On the "Oppressed" hating the "Oppressor," and other anti-political stupidities

Comment published on New York Times online blog in response to op-ed essay, "If we silence hate speech, we silence resistance," 8/10/18:

Once again, a claim that hating "the oppressor" is justified and not the same as the hatred of the oppressed.  

Both sides get it horribly wrong when they define hatred in terms of "who" does it to whom. That is how "oppression" itself is usually defined now, and it is mistaken. If it is a matter of who, and not what, then banned can be all kinds of criticism, and not banned can be real hatreds.

Anyone remember Nazism? It was built upon hatred of a demographic group on the supposition that they were "privileged" (often true) and so "oppressors". It is a meaningless claim, and it does not help to substitute the "ruling class" as Stalinism and Maoism did. In Cambodia under the Khmer Rouge, the entire middle class was murdered under this same logic run riot.  

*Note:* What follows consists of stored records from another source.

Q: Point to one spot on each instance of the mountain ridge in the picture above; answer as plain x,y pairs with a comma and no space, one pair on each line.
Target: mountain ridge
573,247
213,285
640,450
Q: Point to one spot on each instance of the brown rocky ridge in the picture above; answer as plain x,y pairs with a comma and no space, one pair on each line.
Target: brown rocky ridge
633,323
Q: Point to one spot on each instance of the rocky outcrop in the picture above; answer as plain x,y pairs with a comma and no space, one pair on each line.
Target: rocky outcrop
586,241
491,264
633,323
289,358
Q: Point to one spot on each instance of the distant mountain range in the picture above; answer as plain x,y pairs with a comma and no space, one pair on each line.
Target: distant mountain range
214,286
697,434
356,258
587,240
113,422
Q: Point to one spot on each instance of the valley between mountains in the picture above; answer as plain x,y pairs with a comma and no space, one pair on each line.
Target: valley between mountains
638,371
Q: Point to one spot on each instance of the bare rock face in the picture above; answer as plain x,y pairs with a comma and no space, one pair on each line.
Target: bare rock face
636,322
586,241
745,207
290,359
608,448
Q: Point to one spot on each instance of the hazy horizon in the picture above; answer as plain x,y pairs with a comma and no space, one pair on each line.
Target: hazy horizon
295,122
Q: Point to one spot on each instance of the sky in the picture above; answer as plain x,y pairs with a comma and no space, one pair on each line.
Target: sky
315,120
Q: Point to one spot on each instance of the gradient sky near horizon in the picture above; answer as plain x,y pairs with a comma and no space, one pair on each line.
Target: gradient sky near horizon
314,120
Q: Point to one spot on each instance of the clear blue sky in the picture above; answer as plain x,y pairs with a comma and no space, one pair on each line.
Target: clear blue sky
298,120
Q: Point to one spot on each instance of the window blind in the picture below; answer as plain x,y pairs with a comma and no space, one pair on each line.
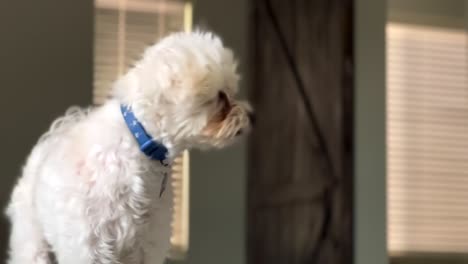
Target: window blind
123,29
427,139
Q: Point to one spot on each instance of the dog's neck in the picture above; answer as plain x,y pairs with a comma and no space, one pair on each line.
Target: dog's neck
157,132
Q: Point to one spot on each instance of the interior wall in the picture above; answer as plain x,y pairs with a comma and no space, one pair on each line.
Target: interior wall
370,245
45,66
448,13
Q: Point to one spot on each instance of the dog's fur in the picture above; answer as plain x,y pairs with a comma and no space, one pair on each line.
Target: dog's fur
89,194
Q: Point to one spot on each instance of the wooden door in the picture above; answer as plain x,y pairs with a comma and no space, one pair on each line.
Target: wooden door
300,175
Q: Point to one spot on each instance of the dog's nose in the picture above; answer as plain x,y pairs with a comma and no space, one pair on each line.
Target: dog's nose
252,118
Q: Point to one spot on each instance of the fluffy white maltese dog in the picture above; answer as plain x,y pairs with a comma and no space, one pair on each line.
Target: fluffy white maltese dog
94,187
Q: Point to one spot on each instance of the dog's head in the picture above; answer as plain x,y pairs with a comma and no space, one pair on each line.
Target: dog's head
185,88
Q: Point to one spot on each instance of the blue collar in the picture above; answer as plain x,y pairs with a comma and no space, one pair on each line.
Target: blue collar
151,148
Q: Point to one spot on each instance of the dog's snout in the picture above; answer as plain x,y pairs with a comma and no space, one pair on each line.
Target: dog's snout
252,118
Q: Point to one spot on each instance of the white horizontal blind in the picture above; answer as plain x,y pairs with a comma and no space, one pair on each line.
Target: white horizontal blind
123,29
427,139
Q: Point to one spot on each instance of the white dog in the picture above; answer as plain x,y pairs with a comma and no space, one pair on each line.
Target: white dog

In America, most racism is black hatred of whites. This is no surprise: every kind of social pathology more affects the more vulnerable and "oppressed" themselves. Many Black people routinely think and talk about "white people" as their presumptive oppressors. (For its part, white racism is mostly driven by fears of crime.  Of course, no such fear justifies any hatred; indeed, rarely do explanations justify; different questions--and temporalities--are involved).  This blocks both strategic political unity on the liberal left, and substantive and useful social analysis.  The question is not one of blame but one of strategy: what is to be done?

Does anyone hear the word capitalism? It is oppressive to many, but is not a conspiracy of the rich. Change needs not dulling hatred but creativity.  

Liberal politics after 1968 focused on groups, and identity, pride, speech policing. Oppression equates with being offended in a managerial moralism befitting corporate quiescence.